# Serpae tetras and female bettas?



## KappaTheImp (Mar 20, 2012)

Hi all. I've got a relatively new 55 gallon tank (that has finally shrugged off its algae and ammonia problem...) stocked with a school of Cardinal Tetras, and two small schools of Serpae and Phantom Tetras. There's also a handsome gold nugget pleco in there, but I don't really think he's liable to cause any trouble. 

I know cardinals are probably safe, but I know serpaes can get a little nippy with long finned fish. So, I hesitate to put one of my betta boys in there. What I was wondering, is if I can maintain a little sorority in there! The bigger tetras seem like they can be bullies from time to time, but I don't know if they'd pick on the girls, since they wouldn't have those nice flowing fins. Has anyone ever tried this? 

Most of what I see around are strictly species tanks when it comes to betta females. (And I can't set up another tank just for a sorority. The significant other would KILL me. We're trying to cut down on aquariums, not keep adding more.)

All of my fish in that tank right now seem to favor one side, so the other side should be up for grabs as far as territories go. Thoughts?


----------



## Crowntails (Feb 12, 2013)

I think it would be pretty risky, even with females. Serpae tetras can be very aggresive.


----------



## KappaTheImp (Mar 20, 2012)

Do you think they'd be alright with just the phantoms? I've got a buddy with another serpae school that wouldn't mind some extras. I got sort of stuck with these, as my boyfriend picked them out when we first decided that we wanted an aquarium, but I wouldn't mind to rehome them if I needed to.


----------



## Lishka (May 3, 2013)

I have a betta male and female in my 55 with 3 serpae tetras and I have 0 problems. Been that way for about 3 months. I wouldn't advise anyone to do it, but if you watch for problems you can just pull your bettas out. I also have bolivian ram pair, german ram pair, blood parrot pair, several cats, plecos, raphael, 2 flounder, African leaf fish pair, clown loach school, and a ramshorn snail. 

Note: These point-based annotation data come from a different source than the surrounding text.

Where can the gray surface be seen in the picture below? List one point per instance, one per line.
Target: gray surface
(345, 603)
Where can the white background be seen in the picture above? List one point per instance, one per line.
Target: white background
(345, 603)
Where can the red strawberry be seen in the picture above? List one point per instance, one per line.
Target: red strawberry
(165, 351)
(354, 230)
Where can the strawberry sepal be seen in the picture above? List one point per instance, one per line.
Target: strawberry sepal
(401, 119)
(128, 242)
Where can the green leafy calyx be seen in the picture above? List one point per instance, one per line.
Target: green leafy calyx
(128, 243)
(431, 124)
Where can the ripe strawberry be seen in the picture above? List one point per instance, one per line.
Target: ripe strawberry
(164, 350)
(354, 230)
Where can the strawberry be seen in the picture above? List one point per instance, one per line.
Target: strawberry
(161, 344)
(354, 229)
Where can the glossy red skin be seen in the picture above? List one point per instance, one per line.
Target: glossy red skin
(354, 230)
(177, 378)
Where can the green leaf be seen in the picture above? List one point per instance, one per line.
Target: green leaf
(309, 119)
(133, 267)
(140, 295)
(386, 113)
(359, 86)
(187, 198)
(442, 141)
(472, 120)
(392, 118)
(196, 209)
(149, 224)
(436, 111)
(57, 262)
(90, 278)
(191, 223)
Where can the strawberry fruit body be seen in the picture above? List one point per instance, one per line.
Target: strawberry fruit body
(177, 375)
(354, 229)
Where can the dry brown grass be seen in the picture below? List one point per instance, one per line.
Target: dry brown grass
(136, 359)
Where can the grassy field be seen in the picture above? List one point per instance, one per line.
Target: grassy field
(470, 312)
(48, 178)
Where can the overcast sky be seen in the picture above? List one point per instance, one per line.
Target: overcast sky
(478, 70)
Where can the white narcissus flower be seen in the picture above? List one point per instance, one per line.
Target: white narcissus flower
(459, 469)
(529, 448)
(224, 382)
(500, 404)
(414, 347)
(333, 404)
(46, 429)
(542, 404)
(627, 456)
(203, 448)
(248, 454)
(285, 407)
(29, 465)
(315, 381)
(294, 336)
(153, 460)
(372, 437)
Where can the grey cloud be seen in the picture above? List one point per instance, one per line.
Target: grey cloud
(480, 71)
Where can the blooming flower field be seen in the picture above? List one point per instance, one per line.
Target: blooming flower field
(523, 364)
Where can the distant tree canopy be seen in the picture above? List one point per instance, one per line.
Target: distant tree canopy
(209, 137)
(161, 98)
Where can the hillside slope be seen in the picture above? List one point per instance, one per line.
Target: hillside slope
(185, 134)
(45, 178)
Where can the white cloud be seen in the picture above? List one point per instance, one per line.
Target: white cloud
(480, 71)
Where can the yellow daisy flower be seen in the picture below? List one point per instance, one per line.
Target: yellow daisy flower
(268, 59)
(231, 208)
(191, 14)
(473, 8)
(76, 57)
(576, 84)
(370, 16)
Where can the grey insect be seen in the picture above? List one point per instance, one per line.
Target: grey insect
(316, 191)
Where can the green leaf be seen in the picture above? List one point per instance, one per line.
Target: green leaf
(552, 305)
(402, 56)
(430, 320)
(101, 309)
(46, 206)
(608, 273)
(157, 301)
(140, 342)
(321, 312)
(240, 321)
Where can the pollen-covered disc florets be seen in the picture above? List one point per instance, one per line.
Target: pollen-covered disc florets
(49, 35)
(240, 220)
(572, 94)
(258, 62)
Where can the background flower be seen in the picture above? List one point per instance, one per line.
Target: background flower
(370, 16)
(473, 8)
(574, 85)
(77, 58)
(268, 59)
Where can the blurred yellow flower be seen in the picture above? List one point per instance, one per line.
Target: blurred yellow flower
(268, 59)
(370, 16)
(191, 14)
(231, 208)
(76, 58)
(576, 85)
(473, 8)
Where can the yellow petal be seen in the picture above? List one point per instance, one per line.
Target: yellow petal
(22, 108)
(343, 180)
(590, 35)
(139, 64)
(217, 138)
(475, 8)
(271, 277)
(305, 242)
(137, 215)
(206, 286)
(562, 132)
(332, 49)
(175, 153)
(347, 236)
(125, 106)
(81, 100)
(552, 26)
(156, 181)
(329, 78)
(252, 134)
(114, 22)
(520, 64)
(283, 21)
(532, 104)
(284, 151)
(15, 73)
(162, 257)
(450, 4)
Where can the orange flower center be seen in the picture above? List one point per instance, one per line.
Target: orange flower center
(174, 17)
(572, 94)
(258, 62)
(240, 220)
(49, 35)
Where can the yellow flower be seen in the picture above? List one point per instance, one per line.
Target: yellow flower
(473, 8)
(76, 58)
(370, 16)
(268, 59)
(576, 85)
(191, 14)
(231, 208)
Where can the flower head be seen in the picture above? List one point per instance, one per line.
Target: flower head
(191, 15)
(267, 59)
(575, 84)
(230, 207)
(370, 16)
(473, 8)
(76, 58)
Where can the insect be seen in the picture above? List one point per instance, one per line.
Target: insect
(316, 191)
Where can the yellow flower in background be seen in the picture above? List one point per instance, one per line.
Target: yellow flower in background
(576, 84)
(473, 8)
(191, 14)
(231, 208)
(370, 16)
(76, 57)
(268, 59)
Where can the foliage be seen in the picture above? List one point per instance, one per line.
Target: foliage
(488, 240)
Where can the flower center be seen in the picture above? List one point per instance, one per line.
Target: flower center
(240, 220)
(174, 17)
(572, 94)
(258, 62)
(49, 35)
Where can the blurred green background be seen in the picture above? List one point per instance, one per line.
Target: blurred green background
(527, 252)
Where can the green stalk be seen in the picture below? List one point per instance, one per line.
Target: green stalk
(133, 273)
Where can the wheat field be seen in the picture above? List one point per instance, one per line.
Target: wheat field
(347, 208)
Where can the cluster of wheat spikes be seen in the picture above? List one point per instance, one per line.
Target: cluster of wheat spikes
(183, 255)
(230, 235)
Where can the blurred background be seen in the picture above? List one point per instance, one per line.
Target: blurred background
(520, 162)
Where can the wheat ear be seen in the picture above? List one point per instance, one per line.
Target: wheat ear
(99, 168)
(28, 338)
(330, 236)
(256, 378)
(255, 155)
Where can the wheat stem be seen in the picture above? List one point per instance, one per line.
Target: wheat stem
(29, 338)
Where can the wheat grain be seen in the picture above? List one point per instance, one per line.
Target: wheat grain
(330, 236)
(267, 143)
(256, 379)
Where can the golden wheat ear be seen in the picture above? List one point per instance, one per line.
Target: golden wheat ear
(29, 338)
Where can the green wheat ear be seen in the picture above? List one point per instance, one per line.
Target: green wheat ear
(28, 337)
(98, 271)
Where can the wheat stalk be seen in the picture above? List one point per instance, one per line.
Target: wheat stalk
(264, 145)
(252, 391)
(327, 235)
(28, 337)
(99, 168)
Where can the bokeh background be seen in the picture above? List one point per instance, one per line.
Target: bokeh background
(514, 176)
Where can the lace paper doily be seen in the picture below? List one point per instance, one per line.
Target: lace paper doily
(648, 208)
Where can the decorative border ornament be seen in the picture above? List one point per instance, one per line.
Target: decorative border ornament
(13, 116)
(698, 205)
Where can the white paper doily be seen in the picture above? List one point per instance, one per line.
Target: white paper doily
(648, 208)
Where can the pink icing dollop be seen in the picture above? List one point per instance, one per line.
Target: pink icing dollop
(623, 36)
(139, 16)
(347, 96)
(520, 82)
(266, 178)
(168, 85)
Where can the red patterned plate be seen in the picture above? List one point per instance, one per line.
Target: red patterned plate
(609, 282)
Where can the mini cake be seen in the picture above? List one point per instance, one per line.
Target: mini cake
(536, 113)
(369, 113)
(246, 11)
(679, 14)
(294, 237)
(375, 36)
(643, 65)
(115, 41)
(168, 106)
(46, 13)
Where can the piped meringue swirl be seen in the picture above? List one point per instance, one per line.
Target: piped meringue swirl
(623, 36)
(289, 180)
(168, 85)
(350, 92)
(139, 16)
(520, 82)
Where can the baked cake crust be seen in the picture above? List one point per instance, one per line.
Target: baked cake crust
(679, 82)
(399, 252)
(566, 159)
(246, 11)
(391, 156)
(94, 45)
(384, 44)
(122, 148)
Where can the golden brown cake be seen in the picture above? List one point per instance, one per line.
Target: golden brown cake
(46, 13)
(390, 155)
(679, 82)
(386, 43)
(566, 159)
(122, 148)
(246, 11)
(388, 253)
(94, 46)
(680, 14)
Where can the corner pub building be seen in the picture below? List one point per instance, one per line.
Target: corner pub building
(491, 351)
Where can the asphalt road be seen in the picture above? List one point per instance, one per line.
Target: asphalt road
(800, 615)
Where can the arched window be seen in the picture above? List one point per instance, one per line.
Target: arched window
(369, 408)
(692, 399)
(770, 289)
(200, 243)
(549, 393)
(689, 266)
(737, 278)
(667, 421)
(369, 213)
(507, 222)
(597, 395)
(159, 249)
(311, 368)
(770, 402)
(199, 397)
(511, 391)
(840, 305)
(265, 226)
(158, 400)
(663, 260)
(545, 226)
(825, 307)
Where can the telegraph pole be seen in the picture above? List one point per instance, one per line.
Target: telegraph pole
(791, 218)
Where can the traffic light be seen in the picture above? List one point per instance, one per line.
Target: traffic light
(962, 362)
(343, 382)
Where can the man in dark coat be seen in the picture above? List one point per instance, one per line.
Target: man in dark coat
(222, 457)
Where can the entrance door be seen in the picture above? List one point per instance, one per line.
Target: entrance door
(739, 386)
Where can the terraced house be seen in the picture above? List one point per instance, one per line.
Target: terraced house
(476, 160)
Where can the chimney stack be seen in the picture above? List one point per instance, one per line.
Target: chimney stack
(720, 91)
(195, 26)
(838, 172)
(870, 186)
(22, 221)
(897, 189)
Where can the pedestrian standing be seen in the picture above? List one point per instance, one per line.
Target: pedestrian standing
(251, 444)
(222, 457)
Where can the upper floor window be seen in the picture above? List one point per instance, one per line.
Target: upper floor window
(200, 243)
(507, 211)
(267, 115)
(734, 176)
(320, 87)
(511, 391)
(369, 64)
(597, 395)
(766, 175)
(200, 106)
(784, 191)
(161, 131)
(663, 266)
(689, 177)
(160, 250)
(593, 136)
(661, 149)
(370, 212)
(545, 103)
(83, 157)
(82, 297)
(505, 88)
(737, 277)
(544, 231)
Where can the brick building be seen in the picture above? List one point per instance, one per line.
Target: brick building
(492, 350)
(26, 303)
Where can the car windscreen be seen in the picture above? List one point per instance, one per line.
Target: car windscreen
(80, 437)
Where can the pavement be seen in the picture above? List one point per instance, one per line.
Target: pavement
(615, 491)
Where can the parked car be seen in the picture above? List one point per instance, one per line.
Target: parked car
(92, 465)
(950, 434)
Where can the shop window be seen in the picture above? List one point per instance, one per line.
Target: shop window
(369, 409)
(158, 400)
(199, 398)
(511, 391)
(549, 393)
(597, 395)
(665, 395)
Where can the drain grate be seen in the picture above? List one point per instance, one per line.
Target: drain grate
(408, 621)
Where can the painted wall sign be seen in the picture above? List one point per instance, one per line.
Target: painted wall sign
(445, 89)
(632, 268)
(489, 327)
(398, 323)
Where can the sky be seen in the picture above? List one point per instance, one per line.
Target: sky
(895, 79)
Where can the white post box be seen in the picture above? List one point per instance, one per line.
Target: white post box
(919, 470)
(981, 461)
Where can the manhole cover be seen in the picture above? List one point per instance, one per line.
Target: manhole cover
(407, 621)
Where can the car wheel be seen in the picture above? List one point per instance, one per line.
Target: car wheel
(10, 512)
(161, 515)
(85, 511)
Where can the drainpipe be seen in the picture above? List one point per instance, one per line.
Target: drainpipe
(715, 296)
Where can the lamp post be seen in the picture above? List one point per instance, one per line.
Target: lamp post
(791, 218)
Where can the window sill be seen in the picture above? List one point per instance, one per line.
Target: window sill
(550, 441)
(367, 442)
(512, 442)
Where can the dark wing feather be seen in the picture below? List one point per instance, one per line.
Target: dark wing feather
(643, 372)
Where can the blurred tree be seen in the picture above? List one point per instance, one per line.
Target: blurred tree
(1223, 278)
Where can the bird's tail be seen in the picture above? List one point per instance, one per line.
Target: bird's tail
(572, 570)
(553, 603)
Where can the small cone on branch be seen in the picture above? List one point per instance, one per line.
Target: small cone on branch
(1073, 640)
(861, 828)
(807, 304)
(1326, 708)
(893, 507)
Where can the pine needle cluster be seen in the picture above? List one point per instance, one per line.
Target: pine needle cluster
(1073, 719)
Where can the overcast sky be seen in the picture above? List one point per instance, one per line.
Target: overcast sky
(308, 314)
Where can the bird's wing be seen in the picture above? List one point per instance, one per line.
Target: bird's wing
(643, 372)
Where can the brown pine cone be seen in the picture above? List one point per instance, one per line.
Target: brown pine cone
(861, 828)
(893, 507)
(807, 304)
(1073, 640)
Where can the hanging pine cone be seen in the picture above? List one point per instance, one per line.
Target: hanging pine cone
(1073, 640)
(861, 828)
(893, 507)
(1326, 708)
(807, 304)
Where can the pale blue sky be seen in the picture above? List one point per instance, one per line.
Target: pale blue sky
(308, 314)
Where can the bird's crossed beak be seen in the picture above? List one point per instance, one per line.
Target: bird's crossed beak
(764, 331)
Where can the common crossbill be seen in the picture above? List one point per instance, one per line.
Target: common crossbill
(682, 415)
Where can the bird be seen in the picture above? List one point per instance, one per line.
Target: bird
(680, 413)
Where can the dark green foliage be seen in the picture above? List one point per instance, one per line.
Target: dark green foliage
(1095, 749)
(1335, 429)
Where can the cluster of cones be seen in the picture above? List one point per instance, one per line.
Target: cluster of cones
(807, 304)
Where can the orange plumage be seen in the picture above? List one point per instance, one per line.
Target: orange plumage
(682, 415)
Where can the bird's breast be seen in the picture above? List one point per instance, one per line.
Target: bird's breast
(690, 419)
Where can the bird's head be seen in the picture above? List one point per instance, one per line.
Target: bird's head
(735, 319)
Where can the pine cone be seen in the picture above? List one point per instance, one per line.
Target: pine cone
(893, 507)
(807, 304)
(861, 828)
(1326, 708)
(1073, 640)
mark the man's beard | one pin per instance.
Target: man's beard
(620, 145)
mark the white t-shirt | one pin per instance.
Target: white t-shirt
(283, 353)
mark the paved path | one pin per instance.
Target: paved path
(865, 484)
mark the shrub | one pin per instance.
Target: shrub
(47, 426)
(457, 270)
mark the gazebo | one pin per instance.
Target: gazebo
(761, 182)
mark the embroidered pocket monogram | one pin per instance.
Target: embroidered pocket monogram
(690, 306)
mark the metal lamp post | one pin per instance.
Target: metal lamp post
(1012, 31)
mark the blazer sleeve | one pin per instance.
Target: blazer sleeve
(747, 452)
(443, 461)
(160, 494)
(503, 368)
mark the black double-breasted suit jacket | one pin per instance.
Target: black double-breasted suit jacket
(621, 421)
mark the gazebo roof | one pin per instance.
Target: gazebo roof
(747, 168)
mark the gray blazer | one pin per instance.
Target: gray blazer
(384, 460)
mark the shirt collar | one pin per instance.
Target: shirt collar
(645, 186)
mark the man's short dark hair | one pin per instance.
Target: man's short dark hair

YES, I know this is a crazy mix... but they are happy, and healthy, and it works!!! Many are young and will be separated with age, but I don't think the serpaes will bother the bettas as long as you have enough room, hides, and perhaps the cardinals, and phantoms will keep them uninterested in the bettas!! You can only know by trying. You could put the betta in and keep him in the net and see how the others react, any aggression, don't put him in.


----------